When a team struggles on the biggest stage, every decision comes under the microscope. During the ongoing Ashes series, England’s preparation, or the lack of it, has sparked a heated debate and former Indian great Sunil Gavaskar has now added his voice to the discussion, taking a clear swipe at the England captain Ben Stokes.

The controversy began when England faced criticism from former players for heading into the Ashes with just one warm-up match. With the team trailing 3-1 in the series, despite managing a brief morale-boosting win in Melbourne, questions around preparation refused to die down. In defending his team’s approach, Ben Stokes pointed to modern scheduling pressures and workload management. However, his reference to former cricketers as “has-beens” struck a nerve. Though he later admitted the remark was a mistake and said that he regretted it, the damage had already been done.
Writing in his column, Sunil Gavaskar addressed the issue from a broader cricketing perspective. He pointed out that modern players, protected by central contracts and strict workload planning, rarely get sustained exposure to first-class cricket. Instead, they are constantly playing limited-overs formats that reward aggression and quick scoring. Over time, this conditions batters to attack instinctively, often at the cost of patience and control which are qualities essential for Test cricket.

Sunil Gavaskar explained that red-ball cricket demands a different mindset. Slowing down, trusting defence and managing adrenaline are skills that come only with repeated exposure. Without regular first-class matches, players struggle to adapt when conditions become challenging, especially on overseas tours.
He also noted that England’s lone Test win, even though it came after the series was effectively decided, still highlighted an important truth, the more you play in unfamiliar conditions, the better prepared you become. That, according to him, is where the disconnect lies between current players (ares) and former cricketers (has-beens) who believe in thorough preparation.

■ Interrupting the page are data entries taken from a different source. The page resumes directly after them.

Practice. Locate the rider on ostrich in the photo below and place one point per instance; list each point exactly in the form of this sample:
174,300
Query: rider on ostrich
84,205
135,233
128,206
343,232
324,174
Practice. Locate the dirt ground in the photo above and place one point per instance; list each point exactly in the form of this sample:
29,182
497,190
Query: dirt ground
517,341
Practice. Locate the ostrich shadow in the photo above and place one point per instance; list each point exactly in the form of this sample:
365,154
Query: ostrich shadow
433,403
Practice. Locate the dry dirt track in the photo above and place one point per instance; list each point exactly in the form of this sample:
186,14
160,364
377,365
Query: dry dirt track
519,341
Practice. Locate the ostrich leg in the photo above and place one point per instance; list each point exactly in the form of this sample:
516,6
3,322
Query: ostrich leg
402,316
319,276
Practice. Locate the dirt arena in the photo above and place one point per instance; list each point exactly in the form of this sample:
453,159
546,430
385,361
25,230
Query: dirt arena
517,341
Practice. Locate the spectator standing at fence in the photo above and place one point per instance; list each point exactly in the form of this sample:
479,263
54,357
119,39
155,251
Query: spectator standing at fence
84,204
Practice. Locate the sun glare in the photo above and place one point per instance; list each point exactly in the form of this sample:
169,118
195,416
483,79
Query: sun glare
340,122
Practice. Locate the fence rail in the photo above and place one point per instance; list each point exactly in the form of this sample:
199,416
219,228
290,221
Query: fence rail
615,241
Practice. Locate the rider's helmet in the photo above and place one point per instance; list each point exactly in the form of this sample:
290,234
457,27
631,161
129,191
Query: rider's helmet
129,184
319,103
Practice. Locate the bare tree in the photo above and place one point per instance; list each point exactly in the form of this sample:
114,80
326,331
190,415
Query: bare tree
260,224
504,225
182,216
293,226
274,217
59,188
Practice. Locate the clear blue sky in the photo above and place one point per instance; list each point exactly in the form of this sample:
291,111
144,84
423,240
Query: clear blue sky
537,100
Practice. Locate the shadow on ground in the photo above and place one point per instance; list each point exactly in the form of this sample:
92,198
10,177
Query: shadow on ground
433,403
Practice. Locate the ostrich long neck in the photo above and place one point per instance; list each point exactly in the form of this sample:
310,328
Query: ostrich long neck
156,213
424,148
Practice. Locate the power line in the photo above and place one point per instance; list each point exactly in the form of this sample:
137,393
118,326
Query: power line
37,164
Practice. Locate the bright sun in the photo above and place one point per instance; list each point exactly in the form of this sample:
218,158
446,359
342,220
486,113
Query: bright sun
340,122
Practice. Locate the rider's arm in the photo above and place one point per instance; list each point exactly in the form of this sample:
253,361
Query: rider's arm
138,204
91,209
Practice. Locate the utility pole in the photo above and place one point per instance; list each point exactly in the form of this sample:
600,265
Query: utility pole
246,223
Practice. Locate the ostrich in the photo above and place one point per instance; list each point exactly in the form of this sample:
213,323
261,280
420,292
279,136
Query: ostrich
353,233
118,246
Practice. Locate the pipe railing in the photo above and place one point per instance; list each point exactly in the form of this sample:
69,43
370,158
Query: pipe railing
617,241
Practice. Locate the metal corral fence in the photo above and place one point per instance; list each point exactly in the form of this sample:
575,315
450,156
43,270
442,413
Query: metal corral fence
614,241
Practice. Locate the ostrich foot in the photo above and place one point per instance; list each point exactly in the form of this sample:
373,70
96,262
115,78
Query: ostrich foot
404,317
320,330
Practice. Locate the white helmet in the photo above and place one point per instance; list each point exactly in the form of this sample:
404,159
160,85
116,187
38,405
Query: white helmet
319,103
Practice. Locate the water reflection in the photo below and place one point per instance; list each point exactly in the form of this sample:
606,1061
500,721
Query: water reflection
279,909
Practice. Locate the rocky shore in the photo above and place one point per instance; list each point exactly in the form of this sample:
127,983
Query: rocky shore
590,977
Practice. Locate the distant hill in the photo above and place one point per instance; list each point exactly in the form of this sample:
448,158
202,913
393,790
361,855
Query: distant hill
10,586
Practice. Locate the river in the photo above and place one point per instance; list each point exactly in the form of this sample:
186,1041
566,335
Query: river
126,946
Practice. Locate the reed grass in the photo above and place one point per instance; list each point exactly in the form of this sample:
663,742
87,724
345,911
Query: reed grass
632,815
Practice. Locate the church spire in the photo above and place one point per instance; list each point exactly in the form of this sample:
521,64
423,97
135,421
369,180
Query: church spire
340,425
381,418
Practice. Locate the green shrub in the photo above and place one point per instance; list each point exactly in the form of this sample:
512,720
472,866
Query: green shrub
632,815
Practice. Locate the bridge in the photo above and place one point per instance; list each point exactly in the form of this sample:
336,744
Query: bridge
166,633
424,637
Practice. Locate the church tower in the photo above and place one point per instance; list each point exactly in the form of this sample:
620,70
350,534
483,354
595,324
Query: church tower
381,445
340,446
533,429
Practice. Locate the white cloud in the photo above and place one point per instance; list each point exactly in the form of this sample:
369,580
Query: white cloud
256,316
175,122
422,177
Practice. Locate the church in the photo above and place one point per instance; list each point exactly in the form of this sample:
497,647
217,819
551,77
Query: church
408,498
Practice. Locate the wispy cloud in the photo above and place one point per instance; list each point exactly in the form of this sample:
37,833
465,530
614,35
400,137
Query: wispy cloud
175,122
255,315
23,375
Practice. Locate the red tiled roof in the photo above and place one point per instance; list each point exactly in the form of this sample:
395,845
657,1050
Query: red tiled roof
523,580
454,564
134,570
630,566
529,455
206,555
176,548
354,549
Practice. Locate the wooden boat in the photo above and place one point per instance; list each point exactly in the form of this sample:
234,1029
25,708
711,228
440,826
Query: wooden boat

Sunil Gavaskar wasn’t alone in his criticism. England faced further backlash earlier in the series when they chose not to use a long break to play a previously arranged warm-up match involving the England Lions. For many observers, it reinforced the belief that experience and preparation still matter, no matter how modern the game becomes.
In the end, Sunil Gavaskar’s message was clear. Labels aside, Test cricket continues to reward patience, preparation and time spent in the middle, lessons that history has taught, and the present may still need to relearn.